Im TV-Bereich denkt man über gesetzliche Rahmenbedingungen von privatem Fernsehen nach und plant eine Umstrukturierung der ORF-Führungsmodi. So soll der Generalintendant in Hinkunft mit einfacher Mehrheit gewählt werden können, das Kuratorium solle Aufsichtsrechte erhalten.
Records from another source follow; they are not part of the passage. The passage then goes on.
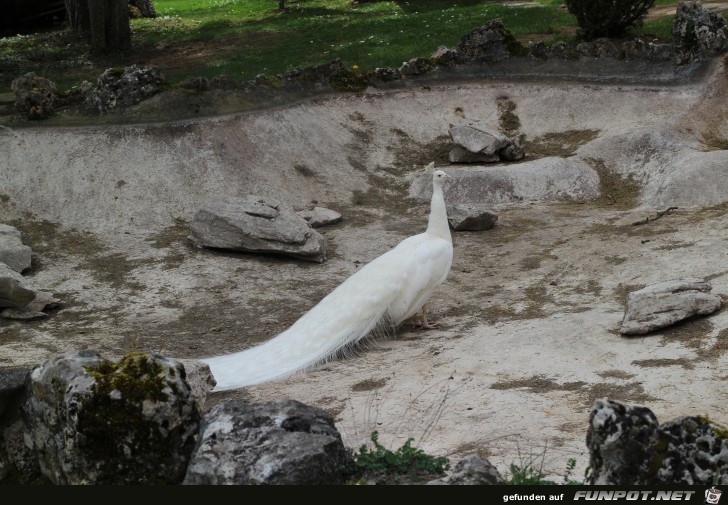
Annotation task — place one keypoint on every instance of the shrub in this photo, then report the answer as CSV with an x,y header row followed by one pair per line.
x,y
607,18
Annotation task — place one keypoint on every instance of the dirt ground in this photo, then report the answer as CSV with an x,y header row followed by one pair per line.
x,y
529,314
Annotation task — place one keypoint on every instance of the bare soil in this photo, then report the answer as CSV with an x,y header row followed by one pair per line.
x,y
529,316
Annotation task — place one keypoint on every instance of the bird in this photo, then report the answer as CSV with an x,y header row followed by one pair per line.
x,y
378,297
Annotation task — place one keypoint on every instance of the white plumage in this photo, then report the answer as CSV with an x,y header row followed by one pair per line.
x,y
385,292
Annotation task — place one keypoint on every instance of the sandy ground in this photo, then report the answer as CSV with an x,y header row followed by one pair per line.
x,y
529,314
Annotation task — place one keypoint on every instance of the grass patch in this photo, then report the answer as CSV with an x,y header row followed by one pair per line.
x,y
383,466
244,39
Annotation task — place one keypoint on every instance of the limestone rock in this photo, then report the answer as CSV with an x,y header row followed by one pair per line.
x,y
13,291
471,217
35,96
544,179
459,154
627,447
13,252
281,442
320,216
471,470
256,224
121,88
665,303
92,421
697,33
478,137
488,43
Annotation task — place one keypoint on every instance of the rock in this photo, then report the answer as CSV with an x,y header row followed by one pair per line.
x,y
514,151
197,84
543,180
417,66
459,154
13,292
477,137
200,379
256,224
145,7
488,43
13,252
33,310
445,57
119,88
16,458
320,216
281,442
599,48
697,33
665,303
317,75
470,217
34,96
387,74
92,421
628,447
471,470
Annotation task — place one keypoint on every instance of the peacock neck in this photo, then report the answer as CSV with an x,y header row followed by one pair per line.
x,y
437,224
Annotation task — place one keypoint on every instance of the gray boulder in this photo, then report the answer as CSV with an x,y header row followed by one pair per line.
x,y
320,216
35,96
13,291
488,43
665,303
545,179
627,447
256,224
13,252
120,88
478,137
471,217
282,442
16,457
472,470
93,421
459,154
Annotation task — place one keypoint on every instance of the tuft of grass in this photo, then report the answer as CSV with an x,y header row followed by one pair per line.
x,y
393,467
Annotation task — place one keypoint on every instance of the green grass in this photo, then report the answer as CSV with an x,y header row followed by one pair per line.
x,y
406,464
244,38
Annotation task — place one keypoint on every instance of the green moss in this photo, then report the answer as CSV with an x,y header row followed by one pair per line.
x,y
114,430
351,79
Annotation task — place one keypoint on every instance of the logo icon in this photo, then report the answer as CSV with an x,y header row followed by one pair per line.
x,y
712,496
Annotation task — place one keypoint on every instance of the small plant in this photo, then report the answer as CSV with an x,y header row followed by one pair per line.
x,y
607,18
392,467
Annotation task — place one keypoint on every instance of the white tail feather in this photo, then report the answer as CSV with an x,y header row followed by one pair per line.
x,y
381,294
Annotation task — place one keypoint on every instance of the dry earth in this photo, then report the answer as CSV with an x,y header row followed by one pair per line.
x,y
529,314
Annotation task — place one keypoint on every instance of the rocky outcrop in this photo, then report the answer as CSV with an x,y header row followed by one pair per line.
x,y
476,142
35,96
627,446
471,217
697,33
94,421
118,89
282,442
544,179
472,470
13,291
666,303
256,224
320,216
489,43
13,252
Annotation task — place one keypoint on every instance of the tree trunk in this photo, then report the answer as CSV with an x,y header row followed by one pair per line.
x,y
77,14
109,21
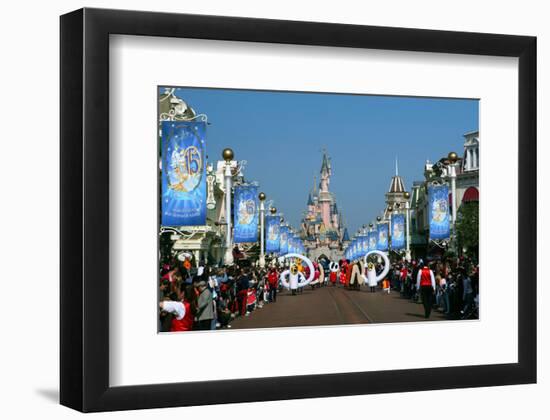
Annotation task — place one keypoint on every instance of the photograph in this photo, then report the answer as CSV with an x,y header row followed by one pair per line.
x,y
281,209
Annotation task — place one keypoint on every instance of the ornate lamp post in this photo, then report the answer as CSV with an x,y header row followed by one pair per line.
x,y
407,222
227,155
261,197
390,210
453,158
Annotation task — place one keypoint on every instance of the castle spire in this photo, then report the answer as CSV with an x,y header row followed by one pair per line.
x,y
325,165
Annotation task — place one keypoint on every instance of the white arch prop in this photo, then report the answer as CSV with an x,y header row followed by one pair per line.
x,y
371,274
286,273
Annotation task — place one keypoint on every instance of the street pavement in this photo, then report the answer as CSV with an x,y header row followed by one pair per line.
x,y
335,306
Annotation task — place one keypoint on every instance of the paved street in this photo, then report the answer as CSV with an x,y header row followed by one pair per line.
x,y
334,306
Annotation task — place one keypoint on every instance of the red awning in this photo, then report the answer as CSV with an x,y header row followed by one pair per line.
x,y
471,194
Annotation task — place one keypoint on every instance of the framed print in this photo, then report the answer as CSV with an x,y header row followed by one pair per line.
x,y
256,210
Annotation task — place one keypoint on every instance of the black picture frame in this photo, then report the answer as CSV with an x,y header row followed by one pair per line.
x,y
84,297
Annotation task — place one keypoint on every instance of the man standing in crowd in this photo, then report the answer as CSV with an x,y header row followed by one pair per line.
x,y
205,307
243,284
273,280
425,282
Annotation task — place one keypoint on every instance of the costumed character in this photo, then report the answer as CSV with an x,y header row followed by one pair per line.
x,y
321,274
371,278
296,278
333,276
316,275
357,277
349,269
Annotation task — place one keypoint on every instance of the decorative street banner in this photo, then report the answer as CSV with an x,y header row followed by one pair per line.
x,y
372,240
382,244
364,242
398,231
284,232
245,214
183,190
438,212
272,234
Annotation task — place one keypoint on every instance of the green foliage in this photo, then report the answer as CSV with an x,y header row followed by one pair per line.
x,y
467,226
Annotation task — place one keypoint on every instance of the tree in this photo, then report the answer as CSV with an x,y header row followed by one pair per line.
x,y
467,228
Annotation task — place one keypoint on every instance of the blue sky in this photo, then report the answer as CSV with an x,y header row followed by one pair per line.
x,y
282,134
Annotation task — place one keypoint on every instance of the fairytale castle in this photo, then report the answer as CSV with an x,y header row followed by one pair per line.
x,y
322,228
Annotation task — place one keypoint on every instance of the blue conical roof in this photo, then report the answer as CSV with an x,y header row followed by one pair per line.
x,y
345,236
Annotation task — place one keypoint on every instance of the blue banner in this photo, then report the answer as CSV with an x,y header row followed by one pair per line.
x,y
284,232
364,244
438,212
382,243
183,189
272,234
398,231
373,240
245,214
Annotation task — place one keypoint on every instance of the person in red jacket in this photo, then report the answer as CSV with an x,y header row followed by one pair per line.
x,y
425,282
273,281
181,310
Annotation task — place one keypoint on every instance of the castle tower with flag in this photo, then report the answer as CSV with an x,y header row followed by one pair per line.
x,y
322,228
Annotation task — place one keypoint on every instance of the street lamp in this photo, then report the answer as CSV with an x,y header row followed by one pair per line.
x,y
227,155
453,158
390,209
407,196
261,196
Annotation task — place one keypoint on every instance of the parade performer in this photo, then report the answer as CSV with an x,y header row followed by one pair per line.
x,y
371,278
296,278
357,276
316,276
321,274
333,267
273,281
349,269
Der öffentlich-rechtliche Auftrag soll präzisiert werden, etwa im Bereich der Sendungen für Volksgruppen.

Der Präsident der KommAustria soll auf zehn Jahre gewählt werden, "damit er auch etwas umsetzen kann" (Morak). Drei Kommissionen teilen sich die Fachgebiete untereinander auf, finanzieren soll sich die Behörde nicht aus staatlichen Mitteln, "um ihre Unabhängigkeit zu wahren". Vielmehr soll das Geld aus dem Frequenznutzungsbereich lukriert werden (Stichwort: UMTS).

Die Regierung will eine Umsetzung im Rekordtempo: Noch heuer soll das Gesetz zur Bildung der Behörde in den Verfassungsrang gehoben werden. Vorausgesetzt, die SPÖ spielt mit. Ihre Stimmen werden nämlich benötigt, um die erforderliche Zweidrittelmehrheit zum Beschluss von Verfassungsgesetzen zu erreichen.

Aus der SPÖ tönen allerdings kritische Töne zu den Plänen: Die langen Amtszeiten würden den Präsidenten und die Mitglieder der drei Kommissionen "alles andere als unabhängig" machen, meint SP-Mediensprecher Josef Cap und signalisiert Gelassenheit: "Ich habe da keinen Regulierungsstress". "Wir können über vieles verhandeln", meinte indes Staatssekretär Morak: "Aber nicht über alles."

Für den Fall, das die SPÖ nicht mitspielt, überlegt die Regierung Alternativen. "Es muss nicht unbedingt eine in Verfassungsrang stehende Behörde sein", analysiert Heinz Wittmann. Genauso könne eine in erster Instanz weisungsgebundene und in 2. Instanz von unabhängigen Aufsichtskommissionen kontrollierte Behörde ähnlich arbeiten. "Beides hat Nachteile", so Wittmann. "Hebt man das Gesetz in Verfassungsrang, entzieht sich die Behörde der parlamentarischen Kontrollen. Bleibt die Behörde politisch 'abhängig', hat sie nicht den Spielraum, den sie braucht".

Für heiße Diskussionen ist in diesem Herbst gesorgt. "Man nimmt sich sehr viel vor", sagt Heinz Wittmann: "Radio-, TV- und Telekom-Betriebe begrüßen die Ideen, aber der Ansatz ist etwas blauäugig. Denn die vielen Vorschläge müssen erst einmal auf den Boden gebracht werden".